A review by generalheff
The Histories by Herodotus

4.0

Herodotus of Halicarnassus is famous as the proto historian. His book, The Histories, is generally held to be the first attempt at writing history based on a process of evidence gathering.

This, at least, was the vision of the author I had when tackling Tom Holland’s extremely accessible translation of the text and it is clearly an important dimension to the work. Yet the real charm of this book was in what I wasn’t expecting: the lengthy asides, the direct engagement with the reader, the tolerance of religious explanations. For what could have been a musty, dreary 2,500-year-old book actually turned out to be an often riveting read, periodically weighed down by excessive detail.
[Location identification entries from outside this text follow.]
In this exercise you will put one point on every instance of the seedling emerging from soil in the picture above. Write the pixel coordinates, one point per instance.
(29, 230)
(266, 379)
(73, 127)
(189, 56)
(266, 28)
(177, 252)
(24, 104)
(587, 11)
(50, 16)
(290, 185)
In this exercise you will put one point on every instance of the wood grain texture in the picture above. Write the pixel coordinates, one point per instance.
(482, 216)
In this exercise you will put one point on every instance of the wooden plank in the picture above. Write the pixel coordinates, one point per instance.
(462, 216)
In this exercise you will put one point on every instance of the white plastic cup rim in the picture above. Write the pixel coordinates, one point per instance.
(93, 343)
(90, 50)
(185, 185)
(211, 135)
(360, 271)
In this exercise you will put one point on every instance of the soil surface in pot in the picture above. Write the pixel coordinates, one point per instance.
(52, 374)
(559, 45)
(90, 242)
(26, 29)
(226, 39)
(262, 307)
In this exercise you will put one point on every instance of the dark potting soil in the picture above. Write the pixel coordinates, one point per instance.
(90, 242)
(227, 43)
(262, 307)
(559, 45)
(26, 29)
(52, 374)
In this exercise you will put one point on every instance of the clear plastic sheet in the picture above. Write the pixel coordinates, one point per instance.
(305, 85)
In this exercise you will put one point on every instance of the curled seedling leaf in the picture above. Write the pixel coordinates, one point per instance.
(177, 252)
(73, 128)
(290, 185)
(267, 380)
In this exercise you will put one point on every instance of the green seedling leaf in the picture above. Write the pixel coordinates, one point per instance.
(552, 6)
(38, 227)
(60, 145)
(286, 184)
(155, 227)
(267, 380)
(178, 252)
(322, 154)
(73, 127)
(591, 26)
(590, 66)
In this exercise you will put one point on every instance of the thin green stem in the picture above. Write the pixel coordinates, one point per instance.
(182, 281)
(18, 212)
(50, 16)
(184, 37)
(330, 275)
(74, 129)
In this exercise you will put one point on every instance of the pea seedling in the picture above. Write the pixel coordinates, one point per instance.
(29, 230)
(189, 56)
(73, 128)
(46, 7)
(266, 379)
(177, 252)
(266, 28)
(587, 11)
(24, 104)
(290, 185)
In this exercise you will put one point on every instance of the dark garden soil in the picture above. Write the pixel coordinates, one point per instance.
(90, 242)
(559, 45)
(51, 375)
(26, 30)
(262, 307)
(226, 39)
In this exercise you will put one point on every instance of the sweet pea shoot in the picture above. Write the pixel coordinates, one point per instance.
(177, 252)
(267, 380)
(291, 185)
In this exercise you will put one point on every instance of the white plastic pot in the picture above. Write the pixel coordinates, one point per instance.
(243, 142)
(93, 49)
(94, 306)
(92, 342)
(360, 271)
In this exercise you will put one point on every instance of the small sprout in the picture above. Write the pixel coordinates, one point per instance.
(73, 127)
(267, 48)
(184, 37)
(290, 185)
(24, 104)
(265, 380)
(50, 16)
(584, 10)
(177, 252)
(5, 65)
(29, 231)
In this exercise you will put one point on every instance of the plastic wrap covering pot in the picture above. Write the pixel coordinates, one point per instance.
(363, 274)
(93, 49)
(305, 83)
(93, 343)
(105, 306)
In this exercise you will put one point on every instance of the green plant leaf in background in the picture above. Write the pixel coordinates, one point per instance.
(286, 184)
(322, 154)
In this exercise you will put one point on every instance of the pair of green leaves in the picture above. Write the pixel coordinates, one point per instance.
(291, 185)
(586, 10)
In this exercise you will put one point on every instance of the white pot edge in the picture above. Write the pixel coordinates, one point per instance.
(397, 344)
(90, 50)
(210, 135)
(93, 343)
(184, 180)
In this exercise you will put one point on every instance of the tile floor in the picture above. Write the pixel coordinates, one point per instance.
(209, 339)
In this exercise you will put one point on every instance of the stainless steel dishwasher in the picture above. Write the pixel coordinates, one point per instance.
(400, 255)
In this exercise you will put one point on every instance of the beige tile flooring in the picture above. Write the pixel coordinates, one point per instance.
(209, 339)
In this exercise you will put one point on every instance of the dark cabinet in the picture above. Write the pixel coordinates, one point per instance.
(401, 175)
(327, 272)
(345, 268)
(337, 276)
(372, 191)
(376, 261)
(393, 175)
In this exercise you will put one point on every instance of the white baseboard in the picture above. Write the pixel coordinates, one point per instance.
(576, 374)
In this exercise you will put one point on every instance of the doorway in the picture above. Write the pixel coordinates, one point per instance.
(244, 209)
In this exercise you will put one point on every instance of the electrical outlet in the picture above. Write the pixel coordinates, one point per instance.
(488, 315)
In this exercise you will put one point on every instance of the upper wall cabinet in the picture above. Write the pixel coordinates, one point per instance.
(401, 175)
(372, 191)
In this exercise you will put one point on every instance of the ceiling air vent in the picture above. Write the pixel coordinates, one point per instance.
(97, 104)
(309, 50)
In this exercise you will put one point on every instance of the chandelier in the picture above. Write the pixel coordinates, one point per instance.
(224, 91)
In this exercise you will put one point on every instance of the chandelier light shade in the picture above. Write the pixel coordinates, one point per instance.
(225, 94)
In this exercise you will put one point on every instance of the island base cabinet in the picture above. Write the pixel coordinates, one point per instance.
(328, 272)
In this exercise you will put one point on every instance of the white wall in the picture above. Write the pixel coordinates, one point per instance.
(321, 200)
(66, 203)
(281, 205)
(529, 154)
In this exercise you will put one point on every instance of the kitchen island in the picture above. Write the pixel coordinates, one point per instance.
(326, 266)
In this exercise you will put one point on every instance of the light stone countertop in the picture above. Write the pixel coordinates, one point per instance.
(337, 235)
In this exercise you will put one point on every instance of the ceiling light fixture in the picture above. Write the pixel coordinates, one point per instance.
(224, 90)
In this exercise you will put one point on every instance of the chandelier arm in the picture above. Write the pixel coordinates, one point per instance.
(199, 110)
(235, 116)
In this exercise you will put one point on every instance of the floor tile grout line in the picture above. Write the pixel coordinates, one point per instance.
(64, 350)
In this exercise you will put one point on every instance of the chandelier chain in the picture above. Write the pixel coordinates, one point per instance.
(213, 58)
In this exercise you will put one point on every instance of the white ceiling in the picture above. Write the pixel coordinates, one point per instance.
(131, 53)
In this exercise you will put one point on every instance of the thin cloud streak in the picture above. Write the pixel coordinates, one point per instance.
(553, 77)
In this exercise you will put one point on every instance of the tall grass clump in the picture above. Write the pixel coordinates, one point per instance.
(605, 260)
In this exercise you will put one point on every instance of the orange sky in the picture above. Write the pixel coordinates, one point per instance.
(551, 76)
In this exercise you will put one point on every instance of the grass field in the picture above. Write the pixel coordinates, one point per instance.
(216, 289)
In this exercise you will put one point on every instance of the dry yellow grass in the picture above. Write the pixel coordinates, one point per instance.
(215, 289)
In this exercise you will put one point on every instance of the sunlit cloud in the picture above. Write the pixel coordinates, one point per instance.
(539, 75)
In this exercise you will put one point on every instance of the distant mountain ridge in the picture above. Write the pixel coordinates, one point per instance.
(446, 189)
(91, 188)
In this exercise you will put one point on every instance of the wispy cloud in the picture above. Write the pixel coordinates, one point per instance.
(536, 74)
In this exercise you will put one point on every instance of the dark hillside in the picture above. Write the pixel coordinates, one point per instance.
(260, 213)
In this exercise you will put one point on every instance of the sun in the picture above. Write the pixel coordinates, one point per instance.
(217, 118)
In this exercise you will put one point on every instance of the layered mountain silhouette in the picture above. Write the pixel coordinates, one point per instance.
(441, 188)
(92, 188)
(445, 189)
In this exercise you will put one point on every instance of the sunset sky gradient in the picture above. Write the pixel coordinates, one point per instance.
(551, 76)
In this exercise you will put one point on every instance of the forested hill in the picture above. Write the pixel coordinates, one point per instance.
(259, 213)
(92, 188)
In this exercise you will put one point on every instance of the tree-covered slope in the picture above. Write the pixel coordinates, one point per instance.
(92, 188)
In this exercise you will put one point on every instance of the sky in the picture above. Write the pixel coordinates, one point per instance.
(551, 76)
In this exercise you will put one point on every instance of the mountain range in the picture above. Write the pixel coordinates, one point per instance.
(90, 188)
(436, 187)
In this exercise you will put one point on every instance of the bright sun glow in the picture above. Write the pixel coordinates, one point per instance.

“Speaking of oracles …”. What first grabbed my attention was Herodotus’ affable direct-to-reader style. Often this marks a digression. These are both a blessing and a curse. When brief, these enrich The Histories and endearingly pull the reader into Herodotus’ world.

At other times, the digressions mire the reader down in needless detail. Perhaps the worst instances of this are where Herodotus turns anthropologist and insists on describing in painstaking detail the characteristics, religions, diets of a particular people (Egyptians, Ethiopians, Libyans, Indians and so on). All of this is as accurate as you’d expect for something written in about 430BC. The geographical asides are, likewise, action-interruptingly dull.

This issue is very much concentrated at the beginning of the book, where we hear about the far histories of the Greek and Persian conflict. Once we arrive at Darius and Xerxes and their invasions, these asides, thankfully, largely disappear and we are left with Herodotus’ still personable, reader-directed style but without the baggage of these earlier chapters.

“The resulting clash was, in my judgement, the most terrible that has ever been fought between two rival barbarian peoples; and the tactics deployed, thanks to my researchers, are a matter, not of opinion, but of record”. Sentences like these are what Herodotus is best known for. He is often at pains to describe the efforts he went to, be it travelling to the far reaches of Egypt, or tracking down a particularly knowledgeable individual, to substantiate his claims.

What I find so interesting about these comments is not particularly the early attempts at ‘doing history’ – I’ll leave that to the academic historians. Rather, it is the window opened onto Herodotus’ world. You almost feel like you are there with the author as he voyages around Greece. I, for one, find this strangely exhilarating given how unlikely the availability of such an old book is and the world it describes impossible remoteness.

“If one absolutely must touch upon the dimension of the divine, then my own interpretation of the matter would be that the goddess refused entry to the men who had burned down the palace at Eleusis”. Herodotus is certainly not above allowing divine explanations for events, an aspect of his writing that took me by surprise. I was fascinated to see the curious mix of emerging evidential standards in Herodotus’ writing mixed with sudden allowances for godly intervention. It certainly made the book feel authentic and ‘of its time’; I can, similarly, see why Thucydides writing just a few years later considered Herodotus a credulous fool, even if I find it a delightful quirk, marking a curious midway point between Homer and later historians.

So much for my survey of the many sides of Herodotus. It is precisely the many facets of the author that drew me in and made me persevere. Yes, at times the book gets bogged down (occasionally excruciatingly so) in mindless detail. But if you can get through these, you will be rewarded: firstly with a revealing, over-the-shoulder look at the lives of the ancients; and secondly, through an increasingly gripping narrative of a titanic struggle between civilisations that emerges as the author breaks into stride in the latter sections of the book.